RBA kicks off 2017 with more rate stability
At its first Board meeting for 2017, the Reserve Bank of Australia announced it would leave the official cash rate on hold.
Today’s decision marks the sixth consecutive month that the official cash rate has been left on hold at the historical low of 1.5%. This is both safe and unsurprising.
Amidst a lot of domestic and global uncertainty, it wasn’t surprising to see the Reserve Bank of Australia take the safe option and leave the official cash rate on hold.
According to the Westpac Melbourne Institute of Consumer Sentiment, confidence is broadly the same as it was last month – which is significantly down from the highs we have seen in previous months.

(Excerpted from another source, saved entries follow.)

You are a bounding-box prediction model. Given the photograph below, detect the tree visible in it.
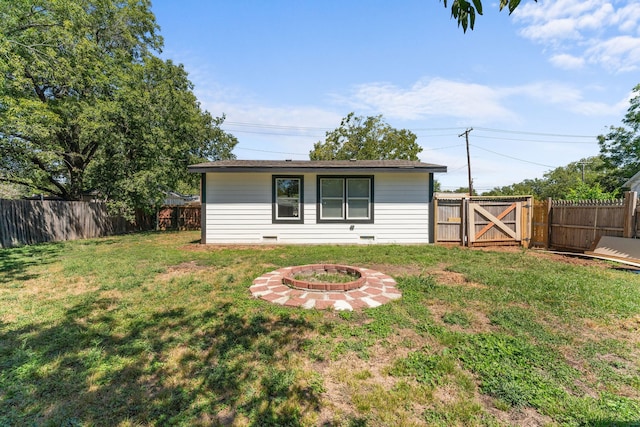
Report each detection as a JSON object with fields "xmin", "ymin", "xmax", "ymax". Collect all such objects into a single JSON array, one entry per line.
[
  {"xmin": 598, "ymin": 84, "xmax": 640, "ymax": 192},
  {"xmin": 0, "ymin": 0, "xmax": 236, "ymax": 212},
  {"xmin": 309, "ymin": 113, "xmax": 422, "ymax": 161},
  {"xmin": 566, "ymin": 182, "xmax": 618, "ymax": 201},
  {"xmin": 442, "ymin": 0, "xmax": 535, "ymax": 32},
  {"xmin": 440, "ymin": 186, "xmax": 478, "ymax": 195},
  {"xmin": 483, "ymin": 156, "xmax": 614, "ymax": 200}
]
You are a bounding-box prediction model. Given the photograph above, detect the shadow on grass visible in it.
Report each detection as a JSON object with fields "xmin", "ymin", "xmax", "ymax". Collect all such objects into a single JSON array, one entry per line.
[
  {"xmin": 0, "ymin": 243, "xmax": 62, "ymax": 284},
  {"xmin": 0, "ymin": 297, "xmax": 317, "ymax": 425}
]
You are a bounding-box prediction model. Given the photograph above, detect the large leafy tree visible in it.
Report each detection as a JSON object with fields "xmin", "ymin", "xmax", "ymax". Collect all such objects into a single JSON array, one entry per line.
[
  {"xmin": 309, "ymin": 113, "xmax": 423, "ymax": 161},
  {"xmin": 0, "ymin": 0, "xmax": 236, "ymax": 211},
  {"xmin": 598, "ymin": 84, "xmax": 640, "ymax": 192}
]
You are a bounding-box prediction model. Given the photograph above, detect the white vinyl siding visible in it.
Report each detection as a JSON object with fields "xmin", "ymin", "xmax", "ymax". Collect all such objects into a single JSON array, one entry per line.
[{"xmin": 203, "ymin": 172, "xmax": 431, "ymax": 244}]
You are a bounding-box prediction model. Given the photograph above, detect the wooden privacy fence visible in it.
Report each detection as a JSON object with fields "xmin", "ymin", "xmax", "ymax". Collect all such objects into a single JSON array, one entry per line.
[
  {"xmin": 434, "ymin": 195, "xmax": 533, "ymax": 247},
  {"xmin": 157, "ymin": 206, "xmax": 201, "ymax": 231},
  {"xmin": 532, "ymin": 191, "xmax": 638, "ymax": 252},
  {"xmin": 0, "ymin": 199, "xmax": 153, "ymax": 248}
]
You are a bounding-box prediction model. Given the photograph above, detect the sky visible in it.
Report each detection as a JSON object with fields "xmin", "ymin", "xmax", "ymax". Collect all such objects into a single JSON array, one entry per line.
[{"xmin": 150, "ymin": 0, "xmax": 640, "ymax": 193}]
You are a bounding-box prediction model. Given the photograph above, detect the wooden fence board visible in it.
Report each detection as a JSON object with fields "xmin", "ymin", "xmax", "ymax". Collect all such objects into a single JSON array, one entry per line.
[
  {"xmin": 549, "ymin": 199, "xmax": 627, "ymax": 252},
  {"xmin": 435, "ymin": 195, "xmax": 531, "ymax": 247},
  {"xmin": 0, "ymin": 200, "xmax": 155, "ymax": 248}
]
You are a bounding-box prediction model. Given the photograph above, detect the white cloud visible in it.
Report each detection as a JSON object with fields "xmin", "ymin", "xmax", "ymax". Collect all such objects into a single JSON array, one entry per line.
[
  {"xmin": 585, "ymin": 35, "xmax": 640, "ymax": 72},
  {"xmin": 333, "ymin": 78, "xmax": 516, "ymax": 123},
  {"xmin": 505, "ymin": 81, "xmax": 628, "ymax": 116},
  {"xmin": 549, "ymin": 53, "xmax": 585, "ymax": 69},
  {"xmin": 513, "ymin": 0, "xmax": 640, "ymax": 72}
]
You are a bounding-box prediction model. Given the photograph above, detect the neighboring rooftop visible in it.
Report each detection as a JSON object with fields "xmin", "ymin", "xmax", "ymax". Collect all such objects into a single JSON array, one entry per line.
[{"xmin": 188, "ymin": 159, "xmax": 447, "ymax": 173}]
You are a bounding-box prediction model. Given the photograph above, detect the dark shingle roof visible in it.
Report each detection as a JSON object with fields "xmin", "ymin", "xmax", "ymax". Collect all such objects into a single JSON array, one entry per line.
[{"xmin": 188, "ymin": 159, "xmax": 447, "ymax": 173}]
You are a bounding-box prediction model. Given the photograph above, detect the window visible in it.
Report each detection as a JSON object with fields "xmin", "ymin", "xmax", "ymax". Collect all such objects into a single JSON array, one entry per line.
[
  {"xmin": 273, "ymin": 176, "xmax": 303, "ymax": 223},
  {"xmin": 318, "ymin": 176, "xmax": 373, "ymax": 223}
]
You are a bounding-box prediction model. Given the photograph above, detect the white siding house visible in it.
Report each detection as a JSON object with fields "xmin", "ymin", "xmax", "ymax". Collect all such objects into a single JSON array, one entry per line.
[{"xmin": 188, "ymin": 160, "xmax": 447, "ymax": 244}]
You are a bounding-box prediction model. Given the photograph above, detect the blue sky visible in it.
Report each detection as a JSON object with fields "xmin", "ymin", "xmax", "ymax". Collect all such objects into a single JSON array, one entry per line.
[{"xmin": 150, "ymin": 0, "xmax": 640, "ymax": 192}]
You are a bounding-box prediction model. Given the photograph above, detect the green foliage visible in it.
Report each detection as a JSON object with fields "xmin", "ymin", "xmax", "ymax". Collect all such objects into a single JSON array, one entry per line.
[
  {"xmin": 440, "ymin": 186, "xmax": 478, "ymax": 195},
  {"xmin": 442, "ymin": 0, "xmax": 529, "ymax": 32},
  {"xmin": 389, "ymin": 349, "xmax": 456, "ymax": 385},
  {"xmin": 483, "ymin": 156, "xmax": 616, "ymax": 199},
  {"xmin": 309, "ymin": 112, "xmax": 422, "ymax": 161},
  {"xmin": 442, "ymin": 310, "xmax": 472, "ymax": 327},
  {"xmin": 454, "ymin": 333, "xmax": 572, "ymax": 407},
  {"xmin": 566, "ymin": 182, "xmax": 619, "ymax": 201},
  {"xmin": 0, "ymin": 0, "xmax": 236, "ymax": 213},
  {"xmin": 598, "ymin": 83, "xmax": 640, "ymax": 191}
]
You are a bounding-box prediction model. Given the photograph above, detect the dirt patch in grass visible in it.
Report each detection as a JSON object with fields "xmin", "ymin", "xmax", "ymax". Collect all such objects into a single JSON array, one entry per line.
[
  {"xmin": 477, "ymin": 245, "xmax": 613, "ymax": 268},
  {"xmin": 431, "ymin": 269, "xmax": 487, "ymax": 289},
  {"xmin": 314, "ymin": 330, "xmax": 439, "ymax": 424},
  {"xmin": 179, "ymin": 243, "xmax": 279, "ymax": 252},
  {"xmin": 427, "ymin": 300, "xmax": 494, "ymax": 334},
  {"xmin": 156, "ymin": 261, "xmax": 210, "ymax": 281},
  {"xmin": 365, "ymin": 263, "xmax": 425, "ymax": 277},
  {"xmin": 481, "ymin": 395, "xmax": 554, "ymax": 427}
]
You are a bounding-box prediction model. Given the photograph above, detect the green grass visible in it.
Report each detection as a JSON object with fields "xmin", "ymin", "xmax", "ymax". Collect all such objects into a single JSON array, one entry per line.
[{"xmin": 1, "ymin": 231, "xmax": 640, "ymax": 426}]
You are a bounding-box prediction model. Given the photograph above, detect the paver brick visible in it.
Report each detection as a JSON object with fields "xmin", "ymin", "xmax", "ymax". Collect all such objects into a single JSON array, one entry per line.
[{"xmin": 251, "ymin": 265, "xmax": 400, "ymax": 311}]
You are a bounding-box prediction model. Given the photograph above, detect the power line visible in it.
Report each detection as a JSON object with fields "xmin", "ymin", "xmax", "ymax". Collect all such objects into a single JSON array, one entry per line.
[
  {"xmin": 469, "ymin": 143, "xmax": 557, "ymax": 168},
  {"xmin": 222, "ymin": 121, "xmax": 597, "ymax": 141},
  {"xmin": 473, "ymin": 126, "xmax": 597, "ymax": 139},
  {"xmin": 422, "ymin": 144, "xmax": 465, "ymax": 151},
  {"xmin": 473, "ymin": 134, "xmax": 597, "ymax": 144}
]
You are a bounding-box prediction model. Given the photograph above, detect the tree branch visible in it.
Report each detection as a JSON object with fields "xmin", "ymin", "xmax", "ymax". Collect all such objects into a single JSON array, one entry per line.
[
  {"xmin": 28, "ymin": 155, "xmax": 69, "ymax": 198},
  {"xmin": 0, "ymin": 176, "xmax": 63, "ymax": 198},
  {"xmin": 24, "ymin": 69, "xmax": 47, "ymax": 103}
]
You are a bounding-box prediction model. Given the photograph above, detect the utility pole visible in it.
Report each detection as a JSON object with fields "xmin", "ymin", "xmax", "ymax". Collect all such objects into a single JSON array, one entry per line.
[
  {"xmin": 459, "ymin": 128, "xmax": 473, "ymax": 196},
  {"xmin": 577, "ymin": 161, "xmax": 591, "ymax": 183}
]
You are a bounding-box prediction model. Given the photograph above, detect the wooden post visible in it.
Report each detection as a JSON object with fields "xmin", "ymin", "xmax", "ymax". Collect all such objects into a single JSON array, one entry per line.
[
  {"xmin": 463, "ymin": 197, "xmax": 470, "ymax": 247},
  {"xmin": 546, "ymin": 197, "xmax": 552, "ymax": 249},
  {"xmin": 522, "ymin": 196, "xmax": 533, "ymax": 248},
  {"xmin": 433, "ymin": 196, "xmax": 439, "ymax": 244},
  {"xmin": 623, "ymin": 191, "xmax": 638, "ymax": 238}
]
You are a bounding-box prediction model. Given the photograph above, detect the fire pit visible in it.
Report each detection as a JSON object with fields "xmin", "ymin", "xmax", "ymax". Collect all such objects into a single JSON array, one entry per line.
[
  {"xmin": 250, "ymin": 264, "xmax": 402, "ymax": 311},
  {"xmin": 282, "ymin": 264, "xmax": 366, "ymax": 291}
]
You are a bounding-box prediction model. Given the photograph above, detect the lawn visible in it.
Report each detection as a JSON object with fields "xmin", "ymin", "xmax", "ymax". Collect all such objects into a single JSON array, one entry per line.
[{"xmin": 1, "ymin": 231, "xmax": 639, "ymax": 426}]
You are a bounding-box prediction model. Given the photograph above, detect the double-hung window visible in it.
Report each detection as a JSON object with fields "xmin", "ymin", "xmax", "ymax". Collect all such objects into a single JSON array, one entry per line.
[
  {"xmin": 318, "ymin": 176, "xmax": 373, "ymax": 223},
  {"xmin": 272, "ymin": 176, "xmax": 303, "ymax": 223}
]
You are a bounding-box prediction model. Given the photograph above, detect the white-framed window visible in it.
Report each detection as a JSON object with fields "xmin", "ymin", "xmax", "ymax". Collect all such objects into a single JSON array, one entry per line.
[
  {"xmin": 318, "ymin": 176, "xmax": 373, "ymax": 223},
  {"xmin": 273, "ymin": 176, "xmax": 303, "ymax": 223}
]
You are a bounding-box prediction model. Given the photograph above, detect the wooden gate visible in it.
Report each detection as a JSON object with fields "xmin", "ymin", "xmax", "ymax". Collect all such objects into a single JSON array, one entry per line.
[{"xmin": 434, "ymin": 195, "xmax": 532, "ymax": 247}]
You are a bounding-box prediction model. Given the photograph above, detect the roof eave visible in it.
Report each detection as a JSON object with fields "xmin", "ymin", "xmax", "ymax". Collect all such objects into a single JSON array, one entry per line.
[{"xmin": 187, "ymin": 165, "xmax": 448, "ymax": 174}]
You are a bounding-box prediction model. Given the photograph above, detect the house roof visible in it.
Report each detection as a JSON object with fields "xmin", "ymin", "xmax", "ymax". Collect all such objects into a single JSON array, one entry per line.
[
  {"xmin": 188, "ymin": 159, "xmax": 447, "ymax": 174},
  {"xmin": 623, "ymin": 171, "xmax": 640, "ymax": 189}
]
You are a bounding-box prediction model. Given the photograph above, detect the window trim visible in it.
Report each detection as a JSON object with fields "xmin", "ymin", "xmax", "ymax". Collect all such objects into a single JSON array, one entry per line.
[
  {"xmin": 316, "ymin": 175, "xmax": 374, "ymax": 224},
  {"xmin": 272, "ymin": 175, "xmax": 304, "ymax": 224}
]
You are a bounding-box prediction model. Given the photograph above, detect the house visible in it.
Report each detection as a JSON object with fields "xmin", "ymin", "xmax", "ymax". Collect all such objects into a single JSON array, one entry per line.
[
  {"xmin": 188, "ymin": 159, "xmax": 447, "ymax": 244},
  {"xmin": 163, "ymin": 191, "xmax": 200, "ymax": 206},
  {"xmin": 624, "ymin": 171, "xmax": 640, "ymax": 193}
]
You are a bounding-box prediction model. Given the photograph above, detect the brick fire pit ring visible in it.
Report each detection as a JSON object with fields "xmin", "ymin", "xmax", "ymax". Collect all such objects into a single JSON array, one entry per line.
[
  {"xmin": 250, "ymin": 264, "xmax": 401, "ymax": 311},
  {"xmin": 282, "ymin": 264, "xmax": 366, "ymax": 291}
]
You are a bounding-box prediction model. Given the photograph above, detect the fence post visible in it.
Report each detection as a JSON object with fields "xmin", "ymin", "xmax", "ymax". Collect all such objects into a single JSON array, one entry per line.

At the moment, pessimists significantly outweigh the number of optimists. In addition to the lacklustre confidence readings, Australia recently recorded its lowest annual inflation rate in 19 years.
Data from the Australian Bureau of Statistics found the December quarter inflation result was just 0.5%, while the yearly price growth was just 1.5% - far below the Reserve Bank’s 2% - 3% target band range.
All of these factors combined gave the Reserve Bank of Australia all the incentive it needed to leave the official cash rate on hold for another month.
Moving forward, however, future rate adjustments cannot be ruled out.
Nobody knows what the future will bring. Depending on what happens both here and abroad, the Reserve Bank could really decide to do anything with the cash rate.
While the future is uncertain, one thing is clear: rates are currently sitting at near-historical lows, which is great news for existing property owners and potential property buyers.
Anyone who is concerned about the future, should take the time to review their current financial situation and make sure they are in the right products for their needs.